The new UArctic x Lloyd’s Register Foundation Fellows will not only receive funding for their work over two academic years, but they will also benefit from access to resources offered by program partners alongside the core Foundation funding and its archive. The Heritage & Education Centre holds over 1.1 million Ship Plan and Survey Reports as well the Register of Ships, Rules and Regulations, and Technical Association Papers. The Fellows are asked to produce their individual research papers plus contribute to a collaborative paper. Combining this with access to UArctic Chairs and relevant UArctic Thematic Networks should make it a truly cross-disciplinary research program.

Is it significant for UArctic to have started this partnership with a maritime-focused foundation? “The Arctic local and Indigenous Peoples live on and around a shared ocean.

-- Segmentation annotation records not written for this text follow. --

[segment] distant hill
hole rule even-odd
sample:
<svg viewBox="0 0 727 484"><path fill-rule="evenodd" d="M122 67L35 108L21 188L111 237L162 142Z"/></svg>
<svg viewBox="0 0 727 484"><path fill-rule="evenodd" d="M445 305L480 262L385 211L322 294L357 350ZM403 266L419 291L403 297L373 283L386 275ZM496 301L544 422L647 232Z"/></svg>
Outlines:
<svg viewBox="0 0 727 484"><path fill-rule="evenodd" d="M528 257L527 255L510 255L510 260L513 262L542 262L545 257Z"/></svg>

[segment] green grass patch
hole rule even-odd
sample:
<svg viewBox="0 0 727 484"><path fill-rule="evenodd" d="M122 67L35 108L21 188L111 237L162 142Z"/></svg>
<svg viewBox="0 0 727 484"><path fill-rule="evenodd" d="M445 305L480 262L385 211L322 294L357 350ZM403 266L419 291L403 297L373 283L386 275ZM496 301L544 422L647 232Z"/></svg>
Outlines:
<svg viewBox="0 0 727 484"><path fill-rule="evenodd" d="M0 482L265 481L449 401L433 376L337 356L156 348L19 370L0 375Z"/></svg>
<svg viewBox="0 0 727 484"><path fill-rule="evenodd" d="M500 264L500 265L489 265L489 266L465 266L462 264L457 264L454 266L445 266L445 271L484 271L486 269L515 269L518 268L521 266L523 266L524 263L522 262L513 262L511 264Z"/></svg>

Navigating it safely is a challenge, but also a skill developed over thousands of years by the Indigenous Peoples of the Arctic. Working together with Indigenous knowledge holders in co-created projects could create outcomes beneficial for all Arctic residents,” says Kirsi Latola, UArctic Vice-President Networks and a member of the program design team.

The first call for research therefore highlights three interlinked topics: “ice histories” and the opportunity to integrate historic perspectives and insights into sea ice with the modern technologies and regulations that guide shipping today; “safely navigating new sea routes” and the opportunity to learn from experiences of opening up new sea routes in the past as further routes are now developed (the Northern Sea Route and the North West Passage); and “cruise ships in the cold” as a specific case of new maritime traffic in the Arctic that raises not only opportunities but also safety concerns and challenges to local infrastructure and its capacity to respond to incidents.

As we explore the archive, Svein and I are shown the ship surveys and wreck reports of an innovative Canadian Arctic icebreaker built by a British shipyard in 1908 that worked during both world wars. “Now there’s an Arctic story to be told,” I say to Svein. I then wonder out loud if research fellowship meetings could be held here in this labyrinthine archive. Louise Sanger, Head of Research, Interpretation and Engagement at the Foundation’s Heritage and Education Centre, replies: “Of course, your Arctic researchers will be most welcome.”